2007-01-10 Thread sturlamolden

Nick Maclaren wrote:

> as the ones that you have to play for threaded programs.  Yes, I know
> that it is a bit Irish for the best way to use a shared memory system
> to be to not share memory, but that's how it is.

Thank you for clearing that up.

In any case, this means that Python can happily keep its GIL, as the
CPU bound 'HPC' tasks for which the GIL does matter should be done
using multiple processes (not threads) anyway. That leaves threads as a
tool for programming certain i/o tasks and maintaining 'responsive'
user interfaces, for which the GIL incidentally does not matter.

I wonder if too much emphasis is put on thread programming these days.
Threads may be nice for programming web servers and the like, but not
for numerical computing. Reading books about thread programming, one
can easily get the impression that it is 'the' way to parallelize
numerical tasks on computers with multiple CPUs (or multiple CPU
cores). But if threads are inherently designed and implemented to stay
idle most of the time, that is obviously not the case.

I like MPI. Although it is a huge API with lots of esoteric functions,
I only need to know a handfull to cover my needs.
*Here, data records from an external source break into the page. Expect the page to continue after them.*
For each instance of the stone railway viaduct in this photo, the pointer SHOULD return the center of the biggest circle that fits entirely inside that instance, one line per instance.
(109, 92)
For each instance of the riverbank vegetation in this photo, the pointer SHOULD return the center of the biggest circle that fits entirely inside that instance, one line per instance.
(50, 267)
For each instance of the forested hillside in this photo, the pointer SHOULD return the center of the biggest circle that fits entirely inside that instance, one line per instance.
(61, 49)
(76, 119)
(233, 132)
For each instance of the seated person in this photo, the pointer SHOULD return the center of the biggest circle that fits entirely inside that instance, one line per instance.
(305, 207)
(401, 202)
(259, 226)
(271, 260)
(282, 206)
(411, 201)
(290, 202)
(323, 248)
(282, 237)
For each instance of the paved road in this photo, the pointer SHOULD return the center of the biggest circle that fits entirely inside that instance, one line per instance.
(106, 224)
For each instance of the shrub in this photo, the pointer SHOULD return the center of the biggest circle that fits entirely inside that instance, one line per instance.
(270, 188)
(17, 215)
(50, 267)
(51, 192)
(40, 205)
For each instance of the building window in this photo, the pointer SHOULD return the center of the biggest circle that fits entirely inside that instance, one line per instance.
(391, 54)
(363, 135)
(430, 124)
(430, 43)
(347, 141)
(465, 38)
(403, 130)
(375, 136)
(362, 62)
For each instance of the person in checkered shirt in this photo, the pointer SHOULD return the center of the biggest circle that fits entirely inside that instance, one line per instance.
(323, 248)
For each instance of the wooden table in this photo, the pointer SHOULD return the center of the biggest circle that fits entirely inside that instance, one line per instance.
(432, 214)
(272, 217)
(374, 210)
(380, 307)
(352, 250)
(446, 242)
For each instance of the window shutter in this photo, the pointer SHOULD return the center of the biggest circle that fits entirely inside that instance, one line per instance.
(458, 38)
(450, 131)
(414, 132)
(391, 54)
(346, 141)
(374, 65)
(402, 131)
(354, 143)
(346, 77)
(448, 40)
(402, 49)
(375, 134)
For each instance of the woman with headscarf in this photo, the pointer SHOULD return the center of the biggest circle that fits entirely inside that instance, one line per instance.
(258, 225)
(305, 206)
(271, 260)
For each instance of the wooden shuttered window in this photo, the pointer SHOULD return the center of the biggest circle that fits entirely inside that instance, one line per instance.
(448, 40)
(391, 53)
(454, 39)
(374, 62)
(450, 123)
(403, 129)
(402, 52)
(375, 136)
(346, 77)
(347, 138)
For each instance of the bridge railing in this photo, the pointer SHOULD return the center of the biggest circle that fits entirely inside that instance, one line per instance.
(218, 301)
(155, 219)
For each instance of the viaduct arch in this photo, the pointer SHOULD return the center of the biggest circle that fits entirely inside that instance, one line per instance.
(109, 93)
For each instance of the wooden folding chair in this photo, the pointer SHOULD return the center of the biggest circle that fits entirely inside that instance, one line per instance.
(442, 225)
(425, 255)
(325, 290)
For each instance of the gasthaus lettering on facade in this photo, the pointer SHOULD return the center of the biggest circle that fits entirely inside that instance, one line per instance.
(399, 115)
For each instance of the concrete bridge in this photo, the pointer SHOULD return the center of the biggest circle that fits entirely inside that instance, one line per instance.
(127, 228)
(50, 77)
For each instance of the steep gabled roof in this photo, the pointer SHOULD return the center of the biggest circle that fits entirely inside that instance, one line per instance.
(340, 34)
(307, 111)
Not to mention the
fact that I can use MPI with Fortran, which is frowned upon by computer
scientists but loved by scientists and engineers specialized in any
other field.

-- 
http://mail.python.org/mailman/listinfo/python-list


Re: Parallel Python

2007-01-10 Thread Nick Maclaren

In article <[EMAIL PROTECTED]>,
"sturlamolden" <[EMAIL PROTECTED]> writes:
|> 
|> MPI is becoming the de facto standard for high-performance parallel
|> computing, both on shared memory systems (SMPs) and clusters.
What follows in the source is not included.